Origin appears in today’s festival lineup as a half-fictional adaptation drawn from the article Casta: The Origin That Separates Us, published in 2020 by journalist Isabel Wilkerson. This work dramatizes portions of the author’s life and rests on a theoretical premise: that what we commonly label racism is not simply individual hostility but a product of deeply embedded, institutionalized systems of exploitation. Such structures have historically legitimized the supposed superiority of one group over another, and they help explain not only the oppression of African Americans in the United States but also the persecution of Jews in Nazi Germany and the social marginalization of the Dalit community in India.
It is a compelling concept, though not a new or hidden one. The film, however, leans on Wilkerson’s framework as if it were a guiding vision, reciting the theory while avoiding deeper examination. The narrative seeks to present the idea in the most straightforward, instructional manner, inviting viewers to reflect and, perhaps, feel a sense of discomfort or humiliation in confronting such pervasive truths.

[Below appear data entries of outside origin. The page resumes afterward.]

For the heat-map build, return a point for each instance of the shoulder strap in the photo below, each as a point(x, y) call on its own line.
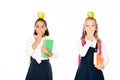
point(83, 41)
point(99, 47)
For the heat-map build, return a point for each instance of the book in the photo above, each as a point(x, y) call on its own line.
point(98, 59)
point(48, 43)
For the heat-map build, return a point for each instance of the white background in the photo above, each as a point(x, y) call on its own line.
point(65, 19)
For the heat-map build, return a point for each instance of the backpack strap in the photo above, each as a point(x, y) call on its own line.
point(79, 56)
point(99, 47)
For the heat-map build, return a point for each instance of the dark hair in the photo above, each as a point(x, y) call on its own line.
point(46, 32)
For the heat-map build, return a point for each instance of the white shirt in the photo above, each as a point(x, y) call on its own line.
point(83, 49)
point(36, 53)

Origin follows Wilkerson as he explains the historical episodes that illustrate the core argument, often through scenes of his travels and conversations with experts who explore the topic. The approach aligns with the appearance of an academic thesis, more documentary in tone than cinematic drama. Meanwhile, the director uses personal family scenes to supply emotional weight, attempting to counterbalance the documentary’s gravity with intimate testimony. Yet this domestic focus to support the central thesis can feel disconnected from the film’s broader theme, limiting its resonance and impact.
First person pass
If Origin continues the director’s established path, Io Capitano stands as a detour within the filmmaker’s body of work. The film marks a departure from the highly stylized cinema that has characterized earlier projects. In contrast to his recent approach, the director returns to earlier roots, echoing the mood of his first two features and revisiting a simpler, more direct form of storytelling. The new work shifts away from elaborate stylization and embraces a more grounded, straightforward narrative voice.
The story centers on the journey of a Senegalese teenager who, alongside his cousin, attempts to flee to Italy in pursuit of a dream. They set out with limited clarity about what awaits them, only to face life-threatening trials, harsh exhaustion, and repeated abuses at the hands of those who exploit the vulnerable. The filmmaker explains that the aim was to reveal how the world often categories migrants using a single, reductive lens, ignoring the complex human experiences behind such voyages. The result is one of the director’s more restrained efforts, lacking the dense allegorical weight of some of his previous works. It nonetheless offers a candid look at the harsh realities faced by migrants and what is lost when stories are reduced to simple labels of victimhood or culpability. The film resists easy solutions and avoids melodrama, allowing audiences to wrestle with difficult questions rather than leaving them with tidy answers.